ECJ rejects another bottle shape mark application

European Union

In Develey Holding GmbH & Co Beteiligungs KG v Office for Harmonization in the Internal Market (OHIM) (C-238/06 P), the European Court of Justice (ECJ) has upheld decisions by the Second Board of Appeal of OHIM and the Court of First Instance (CFI) refusing registration of a three-dimensional mark consisting of the shape of a bottle.

Develey Holding GmbH & Co Beteiligungs KG filed an application for the registration of a three-dimensional sign as a Community trademark for goods in Classes 29, 30 and 32 of the Nice Classification. The examiner of OHIM, the board of appeal and the CFI considered that the trademark was devoid of any distinctive character (for further details, see "Bottle shape mark application rejected"). The ECJ affirmed the decision of the CFI and added several considerations which are of interest to trademark owners.

First, Develey raised several arguments under the Agreement on Trade-Related Aspects of Intellectual Property Rights and the Paris Convention for the Protection of Industrial Property. The ECJ rejected these arguments by referring to the final recital of the preamble to Council Decision 94/800, whereby the Agreement establishing the World Trade Organization, including the annexes thereto, is not susceptible to being directly invoked in Community or national courts. The ECJ also stated that the European Union is not a party to the Paris Convention. Provisions of these treaties will therefore apply in future Community trademark cases only if and to the extent that they have been implemented by EU law either by reference or through identical or similar legal provisions.

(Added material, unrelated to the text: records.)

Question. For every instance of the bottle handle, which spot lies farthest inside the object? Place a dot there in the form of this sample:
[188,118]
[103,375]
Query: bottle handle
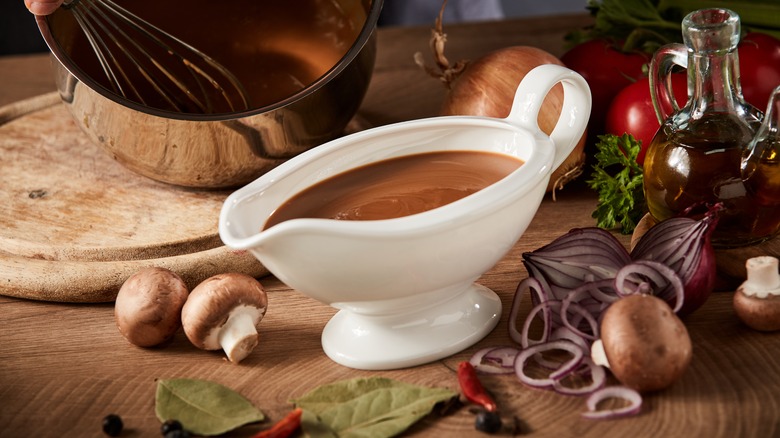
[664,61]
[764,137]
[575,110]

Moreover, Develey claimed that the lower instances had failed to apply the EU rules on the burden of proof - that is, the burden to prove that the trademark was devoid of distinctive character rested on the OHIM. On the contrary, the ECJ held that Develey had to show that the trademark applied for had either an intrinsic distinctive character or a distinctive character acquired by usage.

Further, Develey alleged that because its trademark had been registered by the German Patent and Trademark Office, the refusal to register it as a Community trademark contradicted the findings of the German authority. The ECJ recalled that the Community trademark regime is an autonomous system which is independent of the national trademark systems and the OHIM is under no obligation to follow the assessment of a national IP office.

With regard to the degree of distinctiveness of the mark, the ECJ held that the criteria for assessing the distinctive character of a three-dimensional trademark consisting of the appearance of the product itself are no different from those applicable to other types of trademarks. Therefore, only marks which depart significantly from the norm or customs of the sector should be regarded as distinctive. Although the CFI recognized that one specific feature of the mark in question differed from the usual shape of a bottle, the ECJ agreed that this feature alone was insufficient to influence the overall impression given by the trademark.

Finally, the ECJ had to decide whether in examining the distinctiveness of the trademark in respect of the goods and services covered, the CFI had to justify its findings in respect of the individual goods and services. The ECJ concluded that where the same grounds of refusal apply to a category of goods or services, a general reasoning for all the goods or services will be sufficient. This will undoubtedly simplify the work of examiners, but may lead to inconsistent results.

Arguably, this decision makes it even more difficult for trademark applicants to protect a specific bottle shape.